Arnab Goswami and India’s Press Problem


Ishir Talapatra

Outrage has been pouring in after the journalist’s arrest. But what about Vinod Dua? Or Mushtaq Ganaie? India’s press problem extends beyond the treatment of Arnab Goswami.

On November 4, 2020, Republic TV anchor Arnab Goswami was detained by police in Mumbai on charges of abetting the suicide of Anvay Naik, an architect and interior designer, who listed Goswami as a reason for his death in a suicide note. India’s ruling party, the BJP, condemned the arrest as “politically motivated” due to Republic TV’s strong criticism of Shiv Sena, the ruling party in Maharashtra (and opposition to the BJP). 

Goswami’s case may seem tenuous at best, which is why many in the media (including those who decried Goswami’s witch-hunt journalism) are calling for his release. The BJP has already deemed the arrest to be a “fascist” move. And while people are rarely detained solely because of their name being mentioned in a suicide note, the BJP’s objections have been deemed as hypocritical by the opposing Congress Party.
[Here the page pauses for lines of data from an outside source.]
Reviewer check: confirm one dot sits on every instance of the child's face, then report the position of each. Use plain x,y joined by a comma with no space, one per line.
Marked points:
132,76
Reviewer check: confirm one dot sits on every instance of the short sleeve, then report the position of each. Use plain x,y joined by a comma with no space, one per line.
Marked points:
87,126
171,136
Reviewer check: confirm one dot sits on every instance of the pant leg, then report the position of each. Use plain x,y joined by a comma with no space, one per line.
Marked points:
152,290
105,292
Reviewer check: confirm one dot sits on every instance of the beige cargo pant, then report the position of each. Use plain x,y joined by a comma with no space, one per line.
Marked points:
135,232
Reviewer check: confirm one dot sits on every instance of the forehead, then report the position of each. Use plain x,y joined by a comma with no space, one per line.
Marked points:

A case cited by the BJP’s critics is the case of Vinod Dua, who the BJP are currently prosecuting as part of a sedition case. Dua made several criticisms of the BJP and Prime Minister Narendra Modi’s COVID-19 response, which resulted in him being accused of violating sections 153 (provocation with intent to cause a riot) and 188 (attempting to disobey a public order) of the Indian Penal Code. 
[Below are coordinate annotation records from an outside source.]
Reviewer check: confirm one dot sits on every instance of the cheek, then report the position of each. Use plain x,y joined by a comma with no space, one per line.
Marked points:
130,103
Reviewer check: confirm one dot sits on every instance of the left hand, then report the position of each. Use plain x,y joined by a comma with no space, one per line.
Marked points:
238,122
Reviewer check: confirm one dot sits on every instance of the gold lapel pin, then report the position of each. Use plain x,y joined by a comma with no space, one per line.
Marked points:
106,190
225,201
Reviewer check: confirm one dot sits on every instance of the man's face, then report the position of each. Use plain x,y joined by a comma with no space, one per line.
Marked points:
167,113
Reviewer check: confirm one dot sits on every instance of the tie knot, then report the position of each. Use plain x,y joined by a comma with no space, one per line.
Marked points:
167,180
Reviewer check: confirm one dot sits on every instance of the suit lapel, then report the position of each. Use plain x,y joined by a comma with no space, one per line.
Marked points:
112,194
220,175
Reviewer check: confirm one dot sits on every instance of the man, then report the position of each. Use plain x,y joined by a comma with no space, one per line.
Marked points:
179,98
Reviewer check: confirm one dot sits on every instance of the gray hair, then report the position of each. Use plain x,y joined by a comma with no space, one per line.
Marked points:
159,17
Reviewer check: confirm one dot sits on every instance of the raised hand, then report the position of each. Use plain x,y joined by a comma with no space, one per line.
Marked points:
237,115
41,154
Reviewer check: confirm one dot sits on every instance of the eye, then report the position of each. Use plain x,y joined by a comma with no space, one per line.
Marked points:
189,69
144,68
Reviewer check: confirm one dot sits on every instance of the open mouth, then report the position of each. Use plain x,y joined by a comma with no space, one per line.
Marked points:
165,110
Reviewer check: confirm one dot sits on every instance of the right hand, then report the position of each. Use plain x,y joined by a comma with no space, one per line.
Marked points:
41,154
Dua’s case is one of many. Earlier this year, during the abrogation of Article 370 and the Indian crackdown in Kashmir, journalist Mushtaq Ganaie was abruptly arrested by Indian security forces. He was detained and beaten, without an arrest warrant being issued. The BJP refused to comment on his case, as they simultaneously detained Mehbooba Mufti and other Kashmiri officials. Gowhar Wani, a freelance journalist and photographer in the region, was also threatened by police and told to stop taking photographs of the government’s activities in the area.
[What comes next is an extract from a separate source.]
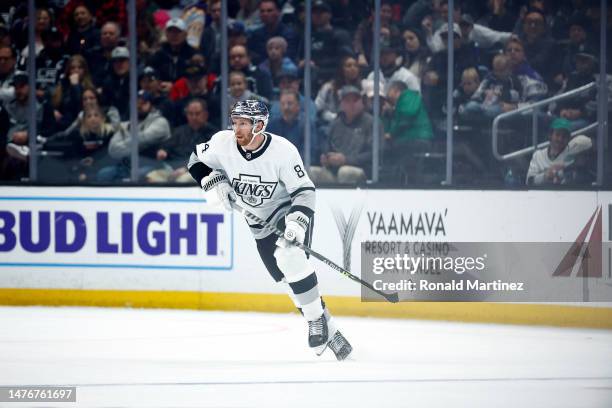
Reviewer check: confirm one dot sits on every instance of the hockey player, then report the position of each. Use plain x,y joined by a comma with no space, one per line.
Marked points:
264,173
India is ranked 142 out of 180 countries in the Reporters Without Borders press freedom index list. The RSF cite “increasing pressure to toe the ruling government’s Hindu nationalist line” as reasoning for their rating. It does not come as a surprise, therefore, that the BJP have expressed outrage at Goswami’s case, whose network aligns itself closely with the ruling government. But freedom of the press is not conditional on the journalist or organization involved - it is unconditional. Arnab Goswami’s arrest is concerning. But it is no more concerning than the cases of Vinod Dua, or Mushtaq Ganaie, Gowhar Wani, or the countless other journalists refusing to be a mouthpiece for the government.